Myocardial Metastases of Carcinoid Visualized by 18F-Dihydroxy-Phenyl-Alanine Positron Emission Tomography
Carcinoids are rare tumors arising from neuroendocrine cells that can produce and secrete hormones. Carcinoid disease may include cardiac involvement, with right-sided endocardial and valvular fibrous lesions of the heart.1 This so-called carcinoid heart disease may present with cardiac failure and arrhythmias. More uncommonly, myocardial metastases are diagnosed in carcinoid disease. The reported incidence of myocardial carcinoid metastases among patients with metastatic carcinoid disease is 4%.2 These metastases usually are discovered during screening for distant metastatic disease or carcinoid heart disease but also may present with arrhythmias. However, the incidence may be underestimated as a consequence of limited resolution of the imaging techniques used. In the past, myocardial metastases have been located with ultrasonography and somatostatin receptor scintigraphy (SRS). Lesions <1.0 cm are difficult to identify with ultrasonography, and although good sensitivity (92%) has been reported for SRS, it is by no means perfect.3,4 New imaging techniques such as the 18F-dihydroxy-phenyl-alanine (18F-DOPA) positron emission tomography (PET) scan can be of additional value in diagnosing these rare metastases of carcinoid disease, as shown in the following case report.
A 60-year-old man presented with diarrhea, abdominal pain, and weight loss but no cardiac complaints. Physical examination revealed no abnormalities apart from a slight hepatomegaly. Laboratory values showed mild anemia, an elevated serotonin level in platelets of 41 nmol/109 platelets (upper reference limit, 5.4 nmol/109 platelets), and a urinary 5-hydroxyindoleacetic acid level of 15.2 mmol/mol creatinine (upper reference limit, 3.8 mmol/mol creatinine).
SRS with planar imaging of the whole body and single-photon-emission computed tomography imaging of the abdomen and chest 24 hours after injection of 200 MBq 111In-octreotide showed uptake in the abdomen, bones, ribs, and left supraclavicular region (Figure 1A). An 18F-DOPA PET scan revealed uptake in the abdomen, bone metastases, and 2 lesions in the heart (Figure 1B and Movie 1 in the online Data Supplement). The ECG showed a sinus bradycardia of 52 bpm during metoprolol for hypertension but was otherwise normal (Figure 2). Echocardiography showed no tumor lesions and no abnormalities of right ventricular function or valves indicative of carcinoid heart disease.
An MRI of the heart demonstrated 2 myocardial lesions in the left ventricle. Fusion of 18F-DOPA PET and magnetic resonance imaging (MRI) confirmed the presence of 2 lesions in the left ventricular myocardium (Figure 3A). In retrospect, 1 myocardial lesion also was visible on SRS (Figure 3B; fusion of MRI and SRS). Given the absence of cardiac problems, no surgical intervention was considered for the cardiac lesions. The primary ileal tumor was surgically removed and confirmed to be a carcinoid.
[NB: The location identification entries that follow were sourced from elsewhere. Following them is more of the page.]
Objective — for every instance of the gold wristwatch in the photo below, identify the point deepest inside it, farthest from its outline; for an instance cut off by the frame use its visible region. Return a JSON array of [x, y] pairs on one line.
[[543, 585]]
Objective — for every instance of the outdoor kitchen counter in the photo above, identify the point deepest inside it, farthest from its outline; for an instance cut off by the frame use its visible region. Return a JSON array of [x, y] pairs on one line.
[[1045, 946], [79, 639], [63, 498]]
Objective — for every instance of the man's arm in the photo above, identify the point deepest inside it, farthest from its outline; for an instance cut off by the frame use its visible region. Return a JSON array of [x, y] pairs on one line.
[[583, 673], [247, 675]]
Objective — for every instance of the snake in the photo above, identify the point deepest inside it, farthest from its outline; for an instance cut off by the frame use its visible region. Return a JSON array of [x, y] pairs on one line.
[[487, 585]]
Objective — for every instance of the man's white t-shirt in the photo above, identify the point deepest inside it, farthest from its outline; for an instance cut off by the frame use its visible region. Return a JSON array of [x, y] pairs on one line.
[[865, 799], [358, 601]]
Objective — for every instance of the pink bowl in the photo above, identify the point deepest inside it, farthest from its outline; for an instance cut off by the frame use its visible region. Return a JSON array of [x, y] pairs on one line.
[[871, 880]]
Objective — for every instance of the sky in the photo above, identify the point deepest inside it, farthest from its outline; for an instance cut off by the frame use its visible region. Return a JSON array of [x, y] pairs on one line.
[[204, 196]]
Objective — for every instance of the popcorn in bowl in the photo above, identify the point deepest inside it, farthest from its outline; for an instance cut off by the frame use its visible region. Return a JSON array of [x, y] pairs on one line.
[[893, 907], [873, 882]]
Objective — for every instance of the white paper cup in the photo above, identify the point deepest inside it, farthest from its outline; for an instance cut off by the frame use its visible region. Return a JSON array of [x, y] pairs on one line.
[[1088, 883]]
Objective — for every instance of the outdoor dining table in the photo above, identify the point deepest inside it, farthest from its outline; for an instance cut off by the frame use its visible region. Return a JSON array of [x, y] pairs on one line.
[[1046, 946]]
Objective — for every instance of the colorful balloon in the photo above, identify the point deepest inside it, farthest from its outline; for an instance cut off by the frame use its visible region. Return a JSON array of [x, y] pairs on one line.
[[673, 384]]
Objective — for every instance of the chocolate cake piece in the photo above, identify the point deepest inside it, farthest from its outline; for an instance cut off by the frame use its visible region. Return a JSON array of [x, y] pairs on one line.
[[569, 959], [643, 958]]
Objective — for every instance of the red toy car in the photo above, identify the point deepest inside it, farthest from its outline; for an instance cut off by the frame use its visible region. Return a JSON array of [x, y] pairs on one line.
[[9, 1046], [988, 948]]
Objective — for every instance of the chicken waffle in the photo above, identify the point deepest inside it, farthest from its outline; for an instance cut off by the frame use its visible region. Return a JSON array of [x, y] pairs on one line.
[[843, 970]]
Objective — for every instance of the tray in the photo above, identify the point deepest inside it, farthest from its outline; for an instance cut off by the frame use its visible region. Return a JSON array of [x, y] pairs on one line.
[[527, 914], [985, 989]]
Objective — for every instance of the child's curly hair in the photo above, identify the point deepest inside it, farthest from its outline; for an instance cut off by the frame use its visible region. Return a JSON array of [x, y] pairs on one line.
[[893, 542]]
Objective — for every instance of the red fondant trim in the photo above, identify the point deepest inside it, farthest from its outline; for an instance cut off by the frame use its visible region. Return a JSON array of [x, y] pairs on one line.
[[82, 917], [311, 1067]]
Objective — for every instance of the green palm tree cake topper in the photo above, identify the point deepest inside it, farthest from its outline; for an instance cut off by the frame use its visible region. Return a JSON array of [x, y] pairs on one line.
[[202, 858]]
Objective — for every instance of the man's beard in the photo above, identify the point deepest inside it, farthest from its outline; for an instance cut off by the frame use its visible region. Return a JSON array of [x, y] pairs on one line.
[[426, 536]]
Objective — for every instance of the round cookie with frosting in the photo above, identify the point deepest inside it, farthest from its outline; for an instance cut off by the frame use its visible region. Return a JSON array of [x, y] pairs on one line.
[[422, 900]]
Follow-up 18F-DOPA PET and MRI scans 1 year later showed unchanged metastases, including the cardiac lesions and no new metastases.
PET scanning using the catecholamine precursor 18F-DOPA was recently shown to be of diagnostical value in carcinoid disease. Imaging with 18F-DOPA is based on the intrinsic property of neuroendocrine tumors to take up amine precursors such as 18F-DOPA. The combination of this specific tracer with the high resolution provided by PET shows an excellent sensitivity of detection of neuroendocrine tumor lesions (up to 96%), which is higher than the sensitivity with SRS in carcinoid patients.4 This can be explained by the limited spatial resolution and the lack of somatostatin receptor expression in a number of tumors. Consequently, in carcinoid patients with cardiac complaints, an 18F-DOPA PET scan should be considered to demonstrate or rule our myocardial metastases.
The treatment for myocardial metastases usually consists of watchful waiting or surgical removal. Recently, a case of successful external beam irradiation has been reported. In our patient, an absence of complaints and stable cardiac lesions justify watchful waiting.